Labour former deputy leader Harriet Harman has revealed her first “epiphany” about gender equality.
The former cabinet minister said she was 19 when she realised she would never “serve a husband” like her mother did her father.
Harman told the Guardian: “My mother, who was retraining as a solicitor, was studying a law book in the kitchen.
“Simultaneously, she was cooking kippers for my father’s breakfast and preparing a curry for his supper. The smell was horrendous.
“Meanwhile, my father (who, by this time, was retired) lazed in the lounge with his newspaper. I remember thinking that the idea of serving a husband like that was something I’d never, ever do.”
Harman also revealed that she and her three sisters were “encouraged to pity exceptionally beautiful girls” when they were growing up, the Press Association reported.

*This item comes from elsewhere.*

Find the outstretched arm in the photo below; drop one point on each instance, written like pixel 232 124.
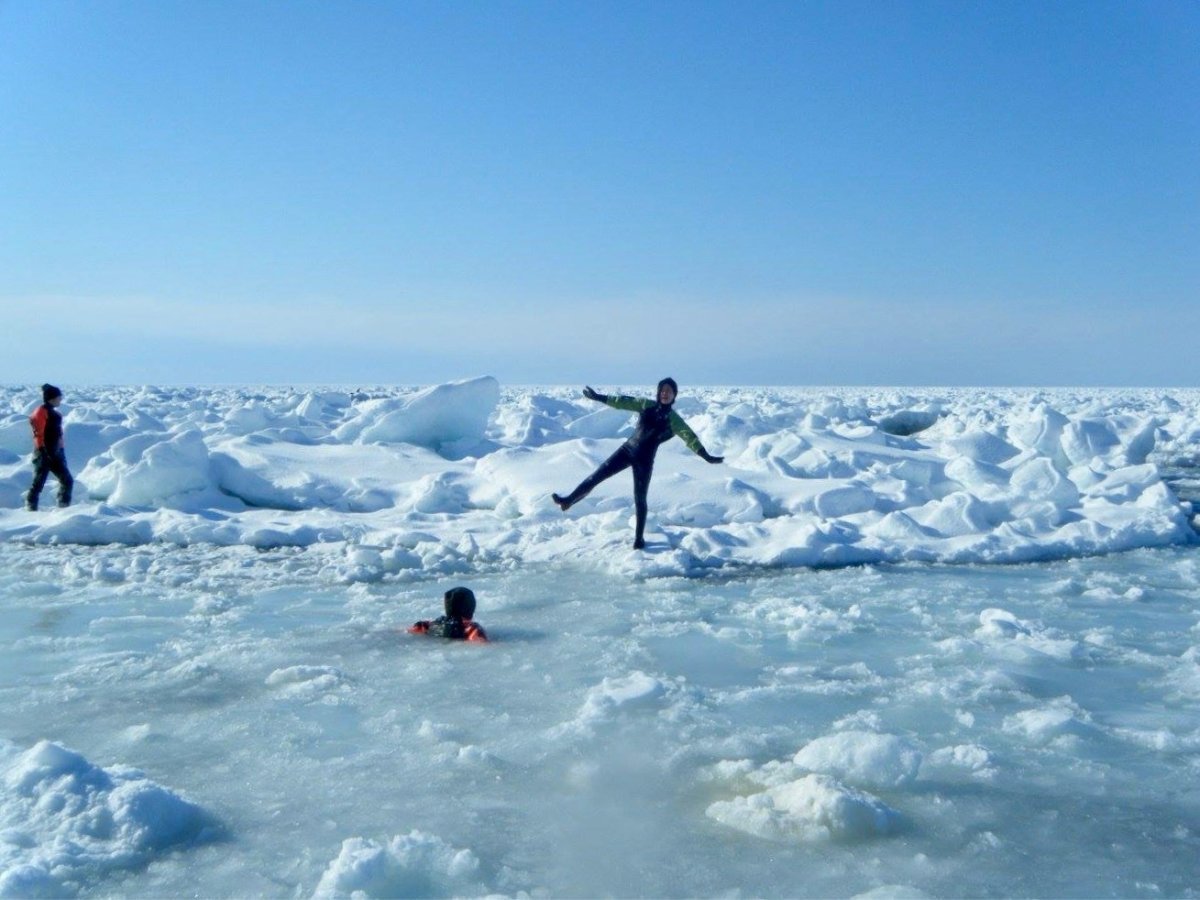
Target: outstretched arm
pixel 689 437
pixel 618 401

She said their parents told them pretty girls would “go through life relying on their looks, then struggle when they faded”, but said she did not pay attention to her mother Anna and father John at the time.

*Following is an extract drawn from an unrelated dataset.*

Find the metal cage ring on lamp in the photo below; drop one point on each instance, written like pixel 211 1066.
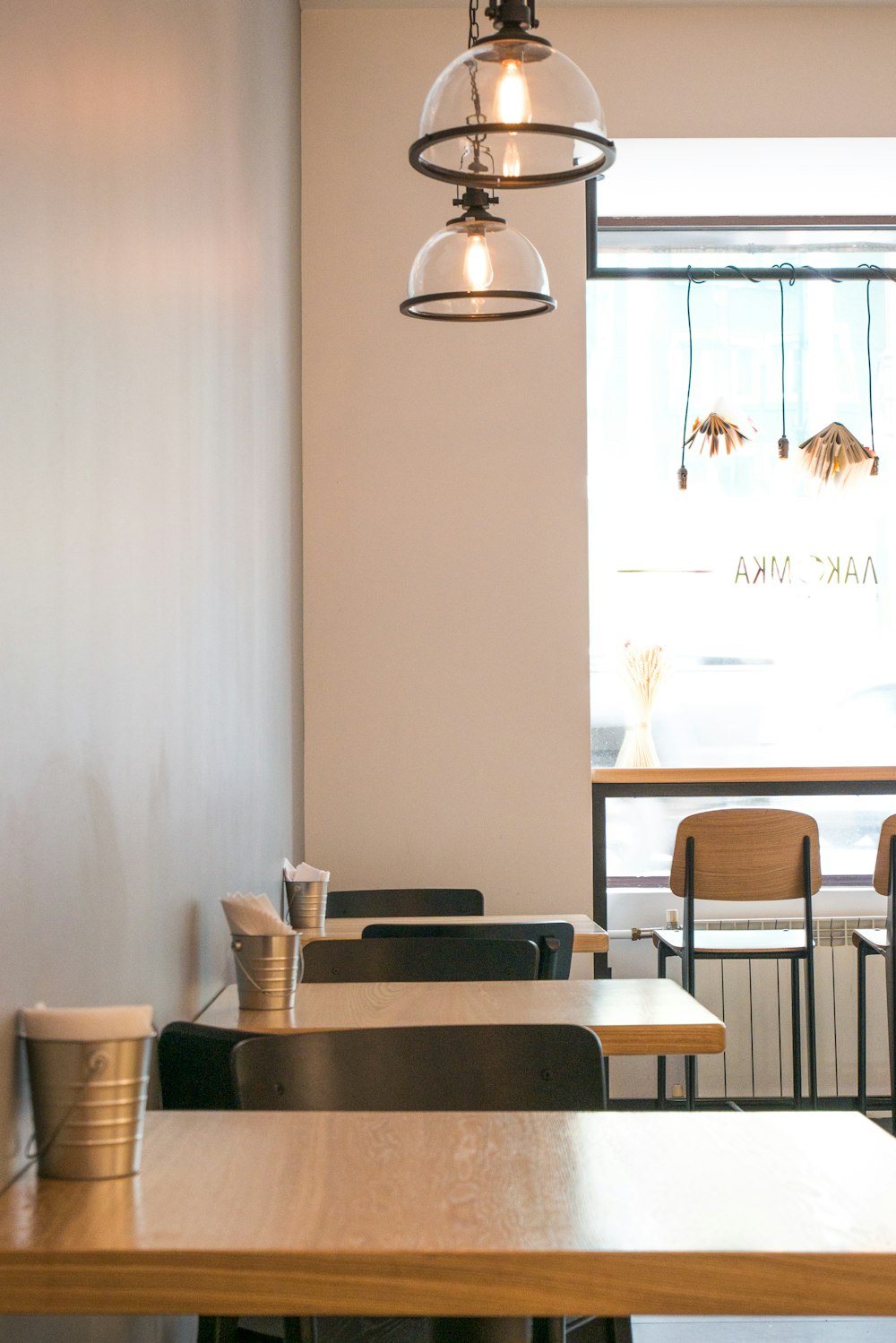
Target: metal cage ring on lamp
pixel 476 269
pixel 512 112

Harman also said she pitied girls who said their mother was their best friend but added that eventually she and her sisters Jan, Sarah and Virginia had adopted their parents’ values.
She said: “My parents were very keen to instil self-reliance in us.

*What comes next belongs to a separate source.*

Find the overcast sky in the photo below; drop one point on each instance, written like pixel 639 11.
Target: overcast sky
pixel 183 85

“That meant not depending on a man and not envying the children of rich parents, because they would grow up with no incentive to work.
“We were encouraged to pity exceptionally beautiful girls because they would go through life relying on their looks, then struggle when they faded.
“Not that I thought we paid any attention to our parents at the time. We were in revolt against the older generation from the word go.
“When girls said their mother was their best friend, I used to think, how pitiful.
“It’s ironic to think my parents managed to imprint their values on us.”